This is the most important thing you need to know as an operations consultant. Bold statement I know, but Lean is so pivotal and fundamental, it precedes other concepts I M H O. Lean cannot be overstated.

Lean is a philosophy of management, corporate culture, set of tools, and a useful way to think of process improvement. While six sigma focused on reducing variability – making everything the same – Lean asks very different questions. 

What’s critical-to-quality?  

Lean is obsessively focused on doing only what is critical and what is valued by the customer. This way of thinking inherently believes in opportunity cost. You should only do what matters (to the customer). Put another way, if the customer wants 100, you should deliver 100. If you deliver 110, you wasted effort. While marketers would argue that you should exceed expectations and over-delivered, the lean consultant disagrees. The lean fundamentalist asks, “What is the customer really willing to pay for?” Anything more than that is really waste.

BOOM – are they willing to pay for it?

  • Yes, then it is part of the specification. Do it. Do it now.
  • No, then it’s not really as critical as you might have first thought.

How do you know what the customer wants?  

Simple, ask.

There are lots of waste

Clearly, there are many different ways that people waste time, money, resources, but a here is another way to think about the problem. The acronym is a simple T-I-M-W-O-O-D, but the Japanese call it MUDA.

Transportation: Moving the product around unnecessarily is a waste of time, effort, and increases the likelihood that it will be damaged.

Inventory: Any unused materials is wasted capital. It is money just sitting around in the form of raw materials (0% complete), work-in-process (50% complete), or finished goods (100% complete). 

Motion: The “wear and tear” on the equipment or the people involved in the process. If you are transporting the product around unnecessarily, you are also wasting the motion of the trucks, fork lifts and warehouse workers.

Waiting: Time that the product is sitting there – not being transported or processed. This is a large source of waste in any services business offices (read: waiting in a doctor’s office).

Over-processing: Doing more to the product than is necessary. (e.g., uh, John with a PPT presentation)

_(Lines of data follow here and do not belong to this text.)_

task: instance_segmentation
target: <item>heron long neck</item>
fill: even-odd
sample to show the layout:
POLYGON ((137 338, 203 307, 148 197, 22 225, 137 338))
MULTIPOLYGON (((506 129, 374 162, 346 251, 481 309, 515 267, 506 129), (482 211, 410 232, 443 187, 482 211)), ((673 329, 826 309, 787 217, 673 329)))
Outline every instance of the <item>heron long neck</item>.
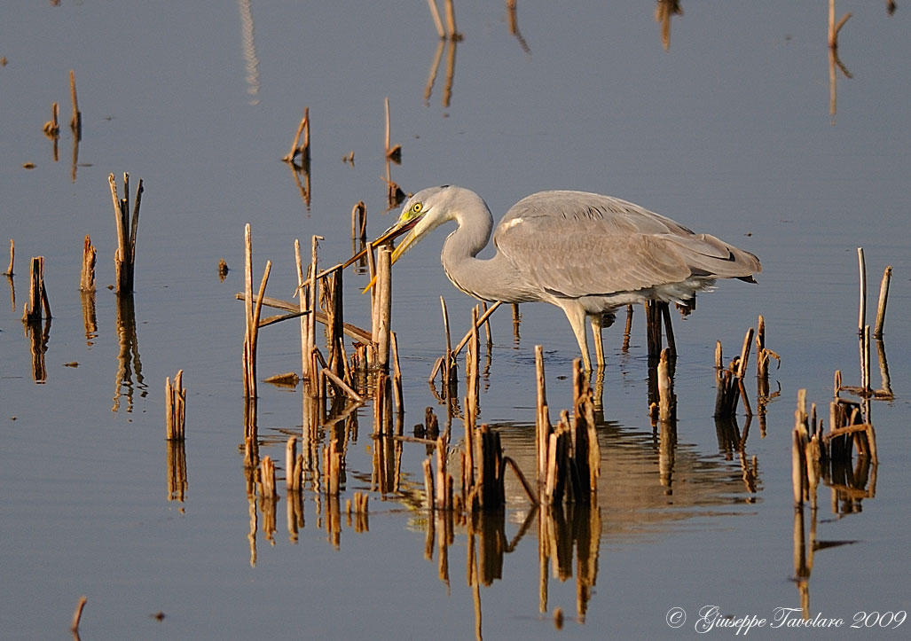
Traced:
MULTIPOLYGON (((504 282, 508 266, 496 254, 491 259, 476 258, 487 245, 494 219, 483 208, 456 211, 453 219, 458 225, 446 238, 440 259, 446 276, 459 290, 485 300, 504 300, 499 285, 504 282)), ((508 300, 507 300, 508 302, 508 300)))

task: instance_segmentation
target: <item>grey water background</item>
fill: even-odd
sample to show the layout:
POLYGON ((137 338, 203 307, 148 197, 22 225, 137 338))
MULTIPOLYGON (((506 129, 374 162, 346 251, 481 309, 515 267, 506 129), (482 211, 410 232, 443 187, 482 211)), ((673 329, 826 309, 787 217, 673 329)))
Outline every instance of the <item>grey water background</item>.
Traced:
MULTIPOLYGON (((387 227, 386 97, 393 142, 403 146, 393 178, 406 191, 459 184, 480 193, 495 217, 542 188, 609 193, 733 242, 763 264, 758 285, 721 283, 676 322, 673 493, 659 483, 641 313, 628 354, 621 328, 605 331, 602 465, 615 484, 600 493, 598 576, 585 621, 576 620, 573 579, 551 578, 548 612, 539 612, 532 528, 506 555, 502 579, 480 590, 485 637, 676 638, 695 636, 703 605, 765 617, 800 606, 792 580, 794 402, 805 388, 827 416, 834 371, 859 382, 858 246, 871 307, 884 267, 895 270, 885 337, 895 400, 873 403, 880 464, 862 512, 833 514, 830 491, 820 490, 817 537, 850 544, 817 551, 810 605, 846 622, 816 631, 824 638, 853 637, 858 631, 848 626, 859 610, 907 611, 907 8, 889 16, 881 3, 838 3, 836 18, 852 12, 838 53, 853 77, 836 72, 833 116, 825 3, 685 3, 668 51, 650 3, 521 3, 518 26, 530 53, 509 34, 502 4, 457 3, 465 38, 451 91, 447 49, 429 97, 439 41, 426 5, 413 5, 5 6, 0 240, 15 239, 17 274, 16 309, 0 296, 0 636, 68 636, 82 595, 84 639, 476 635, 464 531, 450 548, 447 585, 435 557, 424 555, 425 519, 395 496, 372 493, 369 532, 344 528, 338 549, 312 493, 296 544, 280 502, 274 543, 261 533, 251 564, 238 452, 243 310, 234 300, 242 290, 243 226, 252 226, 256 273, 271 259, 268 293, 284 299, 296 283, 295 238, 306 248, 312 235, 323 236, 330 264, 350 255, 349 213, 358 200, 371 235, 387 227), (70 69, 83 114, 75 179, 66 127, 70 69), (56 162, 41 132, 53 101, 61 105, 56 162), (309 206, 280 161, 304 107, 312 122, 309 206), (342 160, 351 151, 353 166, 342 160), (28 162, 34 169, 23 168, 28 162), (105 289, 116 247, 107 175, 123 171, 134 188, 138 178, 145 183, 134 294, 141 371, 134 367, 128 384, 118 374, 116 296, 105 289), (86 234, 98 248, 91 344, 77 291, 86 234), (37 255, 46 257, 54 313, 41 384, 19 320, 26 261, 37 255), (223 282, 221 258, 231 267, 223 282), (737 453, 731 456, 715 432, 712 365, 715 341, 732 354, 759 314, 768 346, 782 357, 773 372, 781 395, 768 406, 765 437, 755 420, 751 427, 745 452, 759 472, 751 491, 737 453), (168 501, 163 429, 164 380, 179 369, 189 389, 183 502, 168 501), (665 622, 674 606, 690 617, 681 629, 665 622), (556 607, 568 616, 559 632, 556 607)), ((456 334, 473 302, 439 267, 442 239, 442 232, 432 237, 395 268, 406 426, 428 405, 445 411, 425 383, 443 342, 439 296, 456 334)), ((361 326, 369 322, 359 293, 365 284, 363 276, 345 283, 346 320, 361 326)), ((558 310, 522 311, 517 343, 508 311, 494 317, 480 400, 481 419, 500 426, 507 453, 517 457, 527 454, 533 430, 534 345, 546 350, 555 411, 571 402, 566 377, 577 356, 558 310)), ((261 336, 261 376, 298 370, 296 323, 261 336)), ((752 378, 747 389, 754 402, 752 378)), ((261 384, 260 394, 261 436, 300 428, 299 392, 261 384)), ((370 416, 368 405, 349 445, 346 497, 371 488, 370 416)), ((742 412, 739 421, 742 428, 742 412)), ((282 452, 262 449, 278 459, 282 452)), ((411 485, 421 483, 424 457, 421 446, 404 450, 411 485)), ((527 511, 521 500, 510 503, 508 536, 527 511)), ((875 636, 904 638, 908 625, 875 636)), ((764 634, 773 632, 788 636, 764 634)))

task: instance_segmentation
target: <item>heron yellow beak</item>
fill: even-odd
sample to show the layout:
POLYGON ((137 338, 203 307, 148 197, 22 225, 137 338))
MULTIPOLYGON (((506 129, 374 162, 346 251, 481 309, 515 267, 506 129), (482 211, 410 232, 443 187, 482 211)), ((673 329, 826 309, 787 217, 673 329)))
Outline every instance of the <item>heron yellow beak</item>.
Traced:
MULTIPOLYGON (((402 242, 399 243, 398 247, 396 247, 393 250, 393 255, 390 264, 394 265, 395 261, 399 259, 399 257, 401 257, 402 254, 407 251, 408 248, 415 242, 415 240, 417 239, 417 234, 415 233, 414 228, 415 225, 417 224, 417 221, 419 219, 420 219, 418 218, 415 219, 414 220, 409 220, 407 223, 402 226, 399 226, 398 223, 393 225, 391 228, 383 232, 383 234, 378 239, 370 243, 371 247, 379 247, 383 243, 388 240, 392 240, 393 239, 398 238, 406 231, 410 231, 411 233, 405 236, 404 239, 402 240, 402 242)), ((370 290, 374 287, 374 284, 376 284, 375 274, 374 274, 374 278, 370 280, 370 283, 368 283, 367 286, 363 288, 363 291, 362 291, 361 293, 362 294, 367 293, 368 291, 370 291, 370 290)))

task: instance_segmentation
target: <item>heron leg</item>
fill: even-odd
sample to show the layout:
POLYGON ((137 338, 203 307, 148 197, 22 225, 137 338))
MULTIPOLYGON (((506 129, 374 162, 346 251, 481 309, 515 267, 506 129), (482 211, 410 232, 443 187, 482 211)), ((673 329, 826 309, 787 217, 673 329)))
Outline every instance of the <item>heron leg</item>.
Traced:
POLYGON ((603 318, 600 313, 589 314, 591 321, 591 336, 595 341, 595 362, 599 368, 604 367, 604 342, 601 341, 603 318))
POLYGON ((572 326, 573 333, 576 334, 576 341, 578 342, 578 349, 582 351, 582 364, 585 365, 586 371, 591 371, 591 360, 589 358, 589 339, 585 330, 585 310, 581 305, 571 303, 560 305, 563 313, 567 315, 569 324, 572 326))

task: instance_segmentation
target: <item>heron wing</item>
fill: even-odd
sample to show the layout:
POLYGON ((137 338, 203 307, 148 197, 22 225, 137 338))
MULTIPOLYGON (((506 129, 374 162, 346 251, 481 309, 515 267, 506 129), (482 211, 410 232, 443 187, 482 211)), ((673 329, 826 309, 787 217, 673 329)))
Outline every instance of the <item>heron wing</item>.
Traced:
POLYGON ((693 277, 749 277, 759 261, 632 203, 576 191, 513 206, 494 242, 528 285, 558 297, 636 291, 693 277))

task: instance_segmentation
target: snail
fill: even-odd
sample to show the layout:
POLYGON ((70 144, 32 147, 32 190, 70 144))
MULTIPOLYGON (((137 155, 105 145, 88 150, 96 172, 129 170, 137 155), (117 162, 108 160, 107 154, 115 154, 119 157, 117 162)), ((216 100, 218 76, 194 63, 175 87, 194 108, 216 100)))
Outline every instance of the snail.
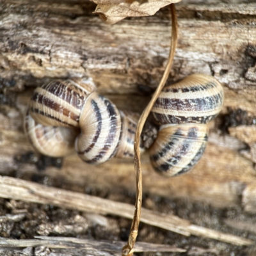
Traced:
POLYGON ((194 166, 206 147, 207 124, 223 102, 222 86, 209 76, 193 74, 164 88, 152 109, 154 122, 161 125, 149 152, 156 172, 173 176, 194 166))
MULTIPOLYGON (((218 115, 223 101, 221 85, 206 75, 191 75, 162 90, 152 109, 160 129, 147 146, 157 172, 178 175, 194 166, 206 147, 207 124, 218 115)), ((100 164, 115 156, 133 157, 139 117, 118 111, 90 79, 56 80, 35 90, 25 131, 42 154, 65 156, 74 147, 83 161, 100 164)))
MULTIPOLYGON (((72 154, 100 164, 116 156, 132 157, 138 114, 120 111, 99 94, 92 80, 54 80, 34 91, 24 130, 39 152, 72 154)), ((142 151, 145 150, 141 144, 142 151)))

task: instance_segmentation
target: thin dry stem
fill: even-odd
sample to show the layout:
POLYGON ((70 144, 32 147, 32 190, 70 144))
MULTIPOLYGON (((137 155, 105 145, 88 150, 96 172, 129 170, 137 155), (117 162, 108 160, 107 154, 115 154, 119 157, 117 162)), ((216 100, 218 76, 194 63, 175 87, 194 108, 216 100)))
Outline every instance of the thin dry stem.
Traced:
MULTIPOLYGON (((62 208, 76 209, 86 212, 113 214, 132 220, 134 206, 124 203, 100 198, 80 193, 46 187, 35 182, 10 177, 0 176, 0 197, 62 208), (86 202, 86 204, 84 204, 86 202)), ((6 218, 7 216, 6 216, 6 218)), ((17 220, 22 216, 9 216, 17 220)), ((188 220, 172 214, 163 214, 142 208, 141 222, 181 234, 209 237, 236 245, 250 245, 253 241, 229 234, 191 224, 188 220)))
POLYGON ((132 223, 131 228, 130 234, 127 244, 124 246, 122 250, 123 256, 131 256, 133 254, 133 247, 135 244, 136 239, 138 235, 139 228, 140 219, 141 215, 141 202, 142 202, 142 171, 140 161, 140 139, 144 124, 147 117, 155 103, 156 99, 159 95, 165 83, 168 79, 170 71, 173 61, 174 55, 178 40, 178 22, 176 16, 176 11, 174 4, 170 5, 172 12, 172 40, 170 45, 170 51, 168 57, 168 61, 162 79, 153 95, 151 100, 142 113, 139 122, 138 123, 134 140, 134 169, 136 179, 136 198, 135 203, 134 215, 132 223))

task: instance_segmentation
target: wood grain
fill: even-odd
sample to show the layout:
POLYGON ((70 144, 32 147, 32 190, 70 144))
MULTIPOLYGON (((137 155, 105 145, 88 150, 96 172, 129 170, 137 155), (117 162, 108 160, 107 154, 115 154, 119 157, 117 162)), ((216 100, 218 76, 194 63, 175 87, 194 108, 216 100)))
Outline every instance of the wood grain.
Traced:
MULTIPOLYGON (((33 161, 17 161, 33 150, 22 129, 30 87, 54 77, 89 75, 118 108, 141 113, 167 59, 168 8, 109 26, 92 14, 95 4, 87 1, 10 0, 0 6, 1 174, 39 175, 33 161)), ((143 157, 144 191, 223 207, 241 204, 255 212, 256 147, 251 138, 255 137, 256 4, 182 1, 177 9, 179 40, 168 83, 193 72, 211 74, 223 84, 225 100, 210 125, 205 154, 191 172, 163 178, 154 173, 147 155, 143 157)), ((74 191, 86 186, 135 191, 132 161, 92 166, 71 156, 61 171, 49 167, 40 175, 74 191)))

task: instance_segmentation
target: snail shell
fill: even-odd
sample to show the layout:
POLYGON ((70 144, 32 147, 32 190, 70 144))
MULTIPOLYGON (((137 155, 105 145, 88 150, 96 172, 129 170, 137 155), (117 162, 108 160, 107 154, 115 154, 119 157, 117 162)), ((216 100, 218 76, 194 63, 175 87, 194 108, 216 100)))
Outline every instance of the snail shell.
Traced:
POLYGON ((79 127, 81 109, 96 90, 90 79, 54 80, 37 87, 29 102, 29 112, 44 125, 79 127))
MULTIPOLYGON (((24 125, 34 147, 43 154, 61 157, 75 147, 78 156, 92 164, 115 155, 132 157, 139 115, 120 112, 95 91, 90 79, 55 80, 36 88, 24 125)), ((143 151, 143 145, 141 148, 143 151)))
POLYGON ((152 112, 160 124, 207 124, 221 109, 223 90, 214 77, 196 74, 164 88, 152 112))
MULTIPOLYGON (((122 131, 116 157, 119 158, 133 158, 134 144, 136 129, 140 119, 140 115, 131 111, 120 111, 122 119, 122 131)), ((144 145, 141 143, 140 148, 141 152, 145 151, 144 145)))
POLYGON ((79 118, 81 132, 76 150, 85 162, 99 164, 116 152, 121 132, 118 109, 108 99, 94 92, 90 95, 79 118))
POLYGON ((221 85, 214 77, 194 74, 165 87, 152 112, 161 125, 150 157, 154 169, 168 176, 189 171, 203 154, 206 124, 220 113, 221 85))
POLYGON ((24 131, 34 148, 44 155, 60 157, 74 153, 77 131, 68 127, 44 126, 27 111, 24 131))

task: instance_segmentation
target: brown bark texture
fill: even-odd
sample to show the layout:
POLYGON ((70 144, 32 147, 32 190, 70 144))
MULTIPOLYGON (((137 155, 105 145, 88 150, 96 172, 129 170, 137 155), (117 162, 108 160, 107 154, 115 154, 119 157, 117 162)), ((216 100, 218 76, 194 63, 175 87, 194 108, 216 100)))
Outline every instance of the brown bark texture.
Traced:
MULTIPOLYGON (((206 151, 188 174, 166 179, 142 157, 144 193, 188 197, 256 212, 256 4, 182 1, 176 4, 179 37, 168 84, 192 73, 223 84, 223 109, 210 125, 206 151)), ((22 128, 34 88, 54 78, 91 76, 120 109, 141 113, 163 74, 170 40, 168 8, 153 17, 104 24, 88 1, 19 1, 0 4, 0 173, 44 175, 62 186, 135 191, 132 160, 90 166, 76 156, 60 171, 29 154, 22 128)), ((51 162, 50 163, 49 161, 51 162)), ((53 164, 53 166, 51 166, 53 164)), ((51 182, 50 182, 51 183, 51 182)))

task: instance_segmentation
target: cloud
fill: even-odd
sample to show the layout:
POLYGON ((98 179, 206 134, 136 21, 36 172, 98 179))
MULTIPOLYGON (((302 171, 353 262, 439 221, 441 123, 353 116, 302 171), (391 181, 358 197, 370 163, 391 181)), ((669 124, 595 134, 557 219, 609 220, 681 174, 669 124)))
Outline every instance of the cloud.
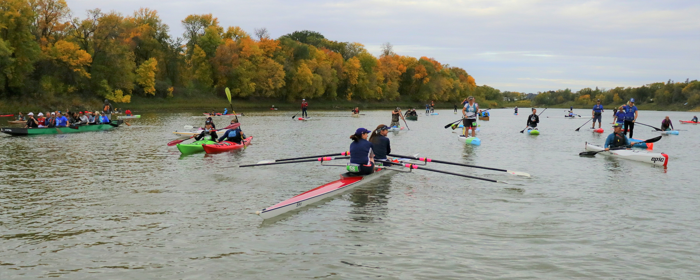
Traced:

Over-production: Making more than is necessary, usually because the production batches are too large

Defects: Imperfect production that requires re-work, or doing work again

This might sound very text book, and it is

It’s just a TIMWOOD way to remember all the different types of waste, not just of material, but also of time and movement.

A healthcare example

A patient drives to the doctor’s office, but goes to the wrong office (wasted transportation) and brings a lot of unnecessary paperwork not needed (over processing). The physician is late, so the patient waits an extra 20 minutes (waiting), and the nurses are chatting because they don’t have any work (inventory). The physician orders 3 blood samples, but the phlebotomist takes 4 samples just to be safe (over production), while also missing the vein for the blood draw (defect).

Consultants are bad at this.  

Many of us are perfectionists by personality. While it makes sense to fiddle with PowerPoint slides until they are coherent, smart, data-driven narratives, but is it really necessary to have a perfect email box?  Is it a must-have to have the excel data file neatly organized with beautiful, perfectly aligned, shaded in column headers?  Are you really making a difference by reading the 5th piece of research that says the same thing?  Think, and abbreviate your actions.

What does the client value?

When possible, ask yourself what the customer values and is willing to pay for. Likely, client are more willing to pay for recommendations that can implemented, not sparkling analyses. Find the CTQ, and get rid of the MUDA.